Immuno-Ethiopia: Fungal epidemiology and immunology

IUIS-FAIS Immuno-Ethiopia course co-sponsored by the IUIS, FAIS and Volkswagen Foundation took place between 23rd-29th of February. The theme of this meeting was Neglected Tropical Diseases and Malaria challenges in Sub-Saharan Africa. In this article we shall focus on Fungal immunology talks presented by Dr J. Claire Hoving (University of Cape Town).

Dr Hoving’s first talk focused on The Epidemiology of fungal infections”, she highlighted that although fungal infections cause more than 1.5 million deaths annually, the impact on human health is not widely recognized and deaths are often overlooked (Brown et al, Sci Trans Med, 2012). The enormous influence fungal pathogens have on plant and animal life is well recognised, especially for food security. However, fungal infections are often not perceived as life threatening to humans. This is not the case. Four major genera cause deaths-Pneumocystis, Aspergillus, Cryptococcus and Candida species. Public health agencies conduct little to no mycological surveillance, making epidemiological data for fungal infections notoriously poor. Roughly, 25% of the world’s population are affected by superficial fungal infections, however these are generally not life threatening. In contrast, invasive fungal infections are associated with a high rate of mortality which often exceeds 50%. In Africa, second only to tuberculosis, fungal infections such as Cryptococcal meningitis and Pneumocystis jirovecii pneumonia are the leading cause of death of HIV-infected patients. In this resource limited setting, drug and diagnostic test availability is severely limiting the outcome for infected patients. Understanding how the host responds to infection is key to developing new diagnostic tests or drugs to clear infection.
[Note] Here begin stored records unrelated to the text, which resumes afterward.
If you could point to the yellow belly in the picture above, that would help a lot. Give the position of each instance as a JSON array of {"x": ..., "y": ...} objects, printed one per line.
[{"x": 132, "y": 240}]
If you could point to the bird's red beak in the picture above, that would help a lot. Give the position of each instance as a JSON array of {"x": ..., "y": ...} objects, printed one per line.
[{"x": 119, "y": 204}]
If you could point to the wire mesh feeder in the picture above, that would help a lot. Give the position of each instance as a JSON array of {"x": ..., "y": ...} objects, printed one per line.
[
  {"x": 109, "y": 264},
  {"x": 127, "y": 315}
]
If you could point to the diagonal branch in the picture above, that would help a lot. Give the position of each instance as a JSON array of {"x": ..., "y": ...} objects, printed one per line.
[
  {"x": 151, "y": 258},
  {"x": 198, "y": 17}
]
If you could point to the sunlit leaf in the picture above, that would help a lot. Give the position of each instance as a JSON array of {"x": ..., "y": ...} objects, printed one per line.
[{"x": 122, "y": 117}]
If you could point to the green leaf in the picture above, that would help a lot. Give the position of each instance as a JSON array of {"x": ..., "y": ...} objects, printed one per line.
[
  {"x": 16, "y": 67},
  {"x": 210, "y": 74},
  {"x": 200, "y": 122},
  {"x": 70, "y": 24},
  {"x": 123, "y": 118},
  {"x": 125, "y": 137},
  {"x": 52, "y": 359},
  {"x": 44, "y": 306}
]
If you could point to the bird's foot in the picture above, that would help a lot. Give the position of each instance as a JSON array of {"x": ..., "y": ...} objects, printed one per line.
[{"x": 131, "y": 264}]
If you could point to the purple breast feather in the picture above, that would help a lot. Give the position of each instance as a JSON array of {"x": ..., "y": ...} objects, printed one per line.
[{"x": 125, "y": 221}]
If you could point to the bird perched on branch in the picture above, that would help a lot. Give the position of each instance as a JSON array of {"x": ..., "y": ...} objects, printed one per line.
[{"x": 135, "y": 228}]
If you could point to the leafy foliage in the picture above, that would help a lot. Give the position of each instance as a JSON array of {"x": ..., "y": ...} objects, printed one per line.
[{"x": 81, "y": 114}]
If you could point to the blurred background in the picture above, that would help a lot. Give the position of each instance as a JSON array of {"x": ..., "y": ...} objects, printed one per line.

Dr Hoving’s second second lecture titled “Host Immunity and Fungal pathogenesis”, discussed aspects of fungal immunology including both innate and adaptive host responses. Dr. Hoving explained that fungal pathogens come in many shapes and sizes, and once entering the host, many can change their shape to avoid recognition. This changes how the host immune system responds to infection, for example a large fungal cell may stimulate an extracellular response while a smaller organism will be easier to take up by phagocytes. Innate immune receptors are important in shaping the adaptive immune response. C-type lectin receptors (CLR) are pathogen recognition receptors described for their role in fungal recognition. Synergistic signalling of Toll like receptors (TLR) and CLR has been shown in immune response to pathogens (Brown et al, Cell, 2010).  The most prominent CLR in fungal recognition is Dectin-1, known to recognise B-glucan in the fungal cell wall (Brown et al, Nature Rev. 2018). These signalling CLRs trigger an intracellular signalling cascade which induces gene transcription and the production of various inflammatory mediators. This includes uptake and killing by phagocytes and subsequently the development of protective Th1 and Th17 responses. Fungi have developed mechanisms to evade the host immune response such as changing their shape, surface pathogen associated molecular patterns (PAMPS), releasing decoy components or they are able to survive harsh environment within a macrophage.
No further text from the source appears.